Creates a Rxn-INSIGHT database from the ORD data and runs full analysis. - Returns: DataFrame with analyzed reaction data

Utility Functions

convert_message_to_json(message)

Converts a protocol buffer message to JSON format. - Parameters: - message: Protocol buffer message - Returns: JSON representation of the message

extract_smiles_from_reaction(reaction_json)

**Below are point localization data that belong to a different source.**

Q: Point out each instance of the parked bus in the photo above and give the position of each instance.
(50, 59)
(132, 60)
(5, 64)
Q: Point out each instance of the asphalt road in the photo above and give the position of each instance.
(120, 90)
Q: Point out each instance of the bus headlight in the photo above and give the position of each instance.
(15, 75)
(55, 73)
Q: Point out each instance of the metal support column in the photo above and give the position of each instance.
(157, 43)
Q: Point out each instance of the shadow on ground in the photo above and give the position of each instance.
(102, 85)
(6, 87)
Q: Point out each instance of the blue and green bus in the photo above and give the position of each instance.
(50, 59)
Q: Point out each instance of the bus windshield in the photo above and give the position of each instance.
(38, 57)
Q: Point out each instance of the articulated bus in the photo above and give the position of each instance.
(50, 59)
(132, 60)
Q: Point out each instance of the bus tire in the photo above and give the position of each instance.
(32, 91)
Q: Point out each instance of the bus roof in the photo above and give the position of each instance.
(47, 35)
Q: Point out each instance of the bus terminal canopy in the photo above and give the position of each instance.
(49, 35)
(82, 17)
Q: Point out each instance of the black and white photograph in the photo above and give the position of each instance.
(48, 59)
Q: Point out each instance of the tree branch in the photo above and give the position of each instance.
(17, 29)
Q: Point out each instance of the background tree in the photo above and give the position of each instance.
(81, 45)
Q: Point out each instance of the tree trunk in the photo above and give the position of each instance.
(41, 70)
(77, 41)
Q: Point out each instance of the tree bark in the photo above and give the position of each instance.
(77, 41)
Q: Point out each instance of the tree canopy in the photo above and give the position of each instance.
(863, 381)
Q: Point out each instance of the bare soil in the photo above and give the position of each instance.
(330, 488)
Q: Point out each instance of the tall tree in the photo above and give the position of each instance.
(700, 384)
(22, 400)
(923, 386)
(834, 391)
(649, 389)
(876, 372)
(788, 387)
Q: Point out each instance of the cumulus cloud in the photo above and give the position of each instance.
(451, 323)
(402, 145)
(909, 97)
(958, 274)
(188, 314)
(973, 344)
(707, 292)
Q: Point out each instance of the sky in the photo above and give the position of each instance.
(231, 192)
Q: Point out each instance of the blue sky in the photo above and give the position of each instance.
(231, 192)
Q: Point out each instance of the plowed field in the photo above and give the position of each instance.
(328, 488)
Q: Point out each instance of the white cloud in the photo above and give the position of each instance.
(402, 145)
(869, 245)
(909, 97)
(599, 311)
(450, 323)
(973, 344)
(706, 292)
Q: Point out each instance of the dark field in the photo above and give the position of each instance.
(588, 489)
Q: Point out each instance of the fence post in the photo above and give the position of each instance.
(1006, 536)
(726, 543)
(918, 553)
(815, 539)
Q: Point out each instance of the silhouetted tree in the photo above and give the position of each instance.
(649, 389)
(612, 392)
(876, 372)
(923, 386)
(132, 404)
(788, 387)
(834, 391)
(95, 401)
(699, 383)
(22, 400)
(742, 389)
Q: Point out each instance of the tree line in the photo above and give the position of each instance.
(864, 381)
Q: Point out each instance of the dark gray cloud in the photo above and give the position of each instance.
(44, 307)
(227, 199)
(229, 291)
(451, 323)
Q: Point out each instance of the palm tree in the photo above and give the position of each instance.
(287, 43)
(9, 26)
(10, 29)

Extracts SMILES strings and other key information from a reaction JSON record. - Parameters:

  • reaction_json (dict or str): JSON representation of a reaction

  • Returns: Dictionary containing extracted data:
    • REACTION: Combined reaction SMILES

    • REACTANTS: Reactant SMILES

    • PRODUCTS: Product SMILES

    • REAGENT: Reagent SMILES

    • CATALYST: Catalyst SMILES

    • SOLVENT: Solvent SMILES

    • reaction_id: Original ORD reaction ID

    • temperature: Reaction temperature

    • temperature_units: Temperature units

    • reaction_time: Reaction time

    • time_units: Time units

    • YIELD: Best yield value

    • yields: All yields as JSON

    • procedure: Combined procedure text

    • REF: Reference DOI

    • DOI: DOI URL

Examples

Basic Usage

import rxn_insight as ri

# Load an ORD dataset
ord_db = ri.ORDDatabase("path/to/dataset.pb.gz")

# Analyze the dataset with Rxn-INSIGHT
analyzed_df = ord_db.analyze()

# Save the results
ord_db.save_to_parquet("ord_analyzed_data")

Extracting Detailed Metadata

import rxn_insight as ri
import json

# Load ORD data
ord_db = ri.ORDDatabase("path/to/dataset.pb.gz")
df = ord_db.df  # Raw DataFrame before analysis

# Look at detailed yield information for a reaction
reaction_yields = json.loads(df.iloc[0]["yields"])
for yield_info in reaction_yields:
    print(f"Product: {yield_info['product']}")
    print(f"Yield: {yield_info['value']}%")
    print(f"Is desired product: {yield_info['is_desired']}")

# Extract temperature and time data for condition analysis
conditions_df = df[["reaction_id", "temperature", "temperature_units",
                    "reaction_time", "time_units", "YIELD"]]

Notes

  • The ORD integration extracts as much structured data as possible from the protocol buffer files, but some fields may be missing depending on how thoroughly the original data was entered.

  • When extracting yields, the module attempts to identify the desired product yield, but falls back to the maximum yield if not specified.

  • The procedure text combines information from multiple fields including setup details, conditions, and workup procedures.